Photo by Brett Jordan |
One of the key characteristic of microservices architecture is inter-service communication. We can split a monolithic application into multiple smaller applications called microservices. Each microservice is responsible for a single feature or domain and can be deployed, scaled, and maintained independently.
Since microservices are distributed in nature, various things can go wrong at any point of time. The network over which we access other services or services themselves can fail. There can be intermittent network connectivity errors or firewall issues. Individual services can fail due to service unavailability, coding issue, out of memory errors, deployment failure, hardware failure and etc., to make our services resilient to these failures, we adopt the retry pattern which is also known as stability pattern.
Retry Pattern
The idea behind the retry pattern is quite simple. If service A makes a call to service B and receives an unexpected response for a request, then service A will send the same request to service B again hoping to get an expected response.

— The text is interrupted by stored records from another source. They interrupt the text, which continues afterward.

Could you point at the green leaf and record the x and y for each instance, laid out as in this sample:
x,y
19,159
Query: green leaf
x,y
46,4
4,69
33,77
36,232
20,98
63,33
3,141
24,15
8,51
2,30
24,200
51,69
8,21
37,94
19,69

Retry Pattern Representation |
There are several retry strategies that can be applied depending on the failure type or nature of the requirements.
Immediate Retry
This strategy is the basic one. In this approach, calling service handles the unexpected failure and immediately makes the request again. This strategy can be useful for unusual failures that occur intermittently. The chances of success are high by just retrying in these cases.
Retry After Delay
In this strategy, we introduce a delay before retrying service call again, hoping that the cause of the fault would have been rectified. Retry after delay is an appropriate strategy when a request timeout occurs due to busy or failures or network-related issue.
Sliding Retry
In this strategy, the service will continue to retry the service call by adding an incremental time delays on each subsequent attempts. For example, the first retry may wait 500 MS, the second will wait 1000 MS, the third will wait 1500 MS until the retry count has not been exceeded. By adding an increasing delay, we reduce the number of retries to the service and avoid adding any additional load to a service which is already overloaded.
Retry with Exponential Backoff
In this strategy, we take the Sliding Retry strategy and ramp up the retry delay exponentially. If we started with a 500 MS delay, we would retry again after 1500 MS, then 3000 MS. Here we are trying to give the service more time to recover before we try to invoke it again.
Abort Retry
As we understand, we can't have a retry process happening forever. We need to have a threshold on the maximum number of retry attempts, we try for a failed service call. We need to maintain the counter and when it reaches the threshold value, our best strategy is to abort the retry process and let the error propagate to the calling service.
Conclusion
The retry pattern allows the calling service to retry failed attempts with a hope that the service will respond within an acceptable time.
With the varying interval between retries we provide the dependent service more time to recover and respond for our request.
It is recommend that, we need to keep a track of failed operations as it will be very useful information to find recurring errors and also the required infrastructure like thread pool, thread strategy etc.
At some point, we just need to abort the retry and we must acknowledge that the service is not responding and notify the calling service with an error.